Notifications You must be signed in to change notification settings

willemsenbram/a-game-of-sorts

Repository files navigation



Repository for the paper "Collecting Visually-Grounded Dialogue with A Game Of Sorts" presented at LREC 2022. Please cite the following work if you use anything from this repository or from our paper:

@inproceedings{willemsen-etal-2022-collecting,
    title = "Collecting Visually-Grounded Dialogue with A Game Of Sorts",
    author = "Willemsen, Bram  and
      Kalpakchi, Dmytro  and
      Skantze, Gabriel",
    booktitle = "Proceedings of the Thirteenth Language Resources and Evaluation Conference",
    month = jun,
    year = "2022",
    address = "Marseille, France",
    publisher = "European Language Resources Association",
    url = "https://aclanthology.org/2022.lrec-1.242",
    pages = "2257--2268"
}

📜 Overview


💬 The Task

A Game Of Sorts is a collaborative image ranking task.

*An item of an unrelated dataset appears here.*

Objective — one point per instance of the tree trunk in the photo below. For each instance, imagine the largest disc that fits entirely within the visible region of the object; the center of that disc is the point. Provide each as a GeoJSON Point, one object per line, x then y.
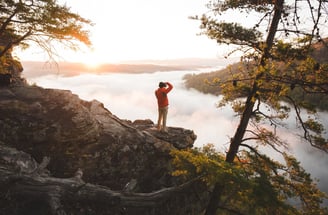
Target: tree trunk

The default version of this "game" has two players tasked with reaching agreement on how to rank a set of nine images given some sorting criterion. Communication between players takes the form of a written dialogue which takes place under partial knowledge, as the position of the images on the gameboard is randomized and players cannot see each other's perspective. The game is played over four rounds with a recurring set of images. For a more detailed explanation of the game, we refer the reader to Section 3 of our paper.

Game UI 💻

Figure 1: User interface of the game during gameplay.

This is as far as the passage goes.